Отряд имени Сталина - Захар Артемьев
Шрифт:
Интервал:
Закладка:
Николай задумчиво покачал головой, вспоминая схватку, которая хотя и была всего пару дней назад, но уже казалась чем-то старым, позабытым. Он отрицательно покачал головой…
– Не знаю, разве что трусили они страшно, впятером нас двоих испугались, – он потрогал свою еще не зажившую скулу. – Хотя, в этом ничего странного нет…
– Пятеро мужиков испугались двух молокососов и тут ничего странного? – «Очкарик» укоризненно покачал головой в наступающей темноте. – Ладно, учись думать. А пока давай на боковую.
– Георгий Михайлович, – окликнул Николай поднимающегося собеседника. – А вы обещали про пальцы свои рассказать…

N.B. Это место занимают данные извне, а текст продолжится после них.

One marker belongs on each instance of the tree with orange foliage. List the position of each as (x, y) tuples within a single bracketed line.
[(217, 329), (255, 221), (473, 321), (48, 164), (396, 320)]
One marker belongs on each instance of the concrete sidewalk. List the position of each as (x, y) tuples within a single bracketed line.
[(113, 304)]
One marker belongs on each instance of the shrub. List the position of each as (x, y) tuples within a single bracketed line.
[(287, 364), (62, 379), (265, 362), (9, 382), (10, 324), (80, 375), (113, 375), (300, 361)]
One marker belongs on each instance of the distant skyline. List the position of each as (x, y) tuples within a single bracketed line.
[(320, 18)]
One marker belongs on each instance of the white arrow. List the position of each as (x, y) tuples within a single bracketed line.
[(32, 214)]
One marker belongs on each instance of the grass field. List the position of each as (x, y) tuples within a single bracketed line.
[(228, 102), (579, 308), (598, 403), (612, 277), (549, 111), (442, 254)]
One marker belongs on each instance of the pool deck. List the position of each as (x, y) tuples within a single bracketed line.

– Ах, да, пальцы… – Георгий Михайлович потер переносицу и виновато улыбнулся. – Да ничего особенного, если честно. Это меня самурай один наказал. Патроны кончились, и мы врукопашную пошли. Их офицеришка вытащил свой кривой меч, катана называется, и на меня с криком. Ну, а я с примкнутым штыком был. Схлестнулись мы, а меч-то острый, я и не увидел, как он мне пальчики откромсал. Но штык русский позлей оказался. Он мне пальцы, а я ему сердце. На Халхин-Голе это было. Ладно, спать…
Николай спал и видел во сне своем старца. Тот, огромный и светлый, ласково гладил Колю по голове. «Главное, Коленька, крест не снимай, носи и не снимай, – говорил ему старик. – Не устыдишься ты Господа, и не устыдится Он тебя». Потом они разговаривали, Коля не запомнил о чем, но знал, что обязательно вспомнит, когда придет время. Но хорошо помнилось ощущение тепла и радости. Понял Коля, что бояться он больше никогда и ничего не будет. Кроме Бога…
Все еще спали, когда Иван резко открыл глаза. Вновь приснившаяся Катя не давала покоя. В этом сне она плакала и о чем-то страстно просила его. Он не запомнил просьбы, не расслышал слов, но проснулся в холодном поту с дико бьющимся сердцем. Тихонько присел, задумался…
Группа «Бородача» шла к месту выполнения задания другой дорогой. Дорога эта не давала Конкину покоя. Шли они практически так же, как с Иваном всего пару дней назад. По случайности ли, но так совпало, что на ночлег группа устроилась всего в километрах трех от хуторка, при мысли о котором у Конкина начиналось ускоренное сердцебиение и дрожали руки. Иван огляделся – все кругом спали, прикорнул даже часовой, сидевший у дерева неслышной тенью. Решившись, Конкин тихонько поднялся на ноги и, сверившись с фосфоресцирующей стрелкой компаса, нырнул в черный лес. Он не обернулся, а потому не увидел, как следом за ним из расположения группы двинулась черная фигура.
Катя не спала, она беспокойно ворочалась с боку на бок и в конце концов тихонько вышла из избы, чтобы не разбудить деда Артемия. Тот снова воевал с кем-то во сне, хмурил брови и делал обиженное лицо. Катя спустилась с крылечка и… оказалась схваченной кем-то огромным, сильным и страшным!
– Не бойся меня, глупая! – Ваня тихонько рассмеялся от счастья. – Это ж я, твой суженый!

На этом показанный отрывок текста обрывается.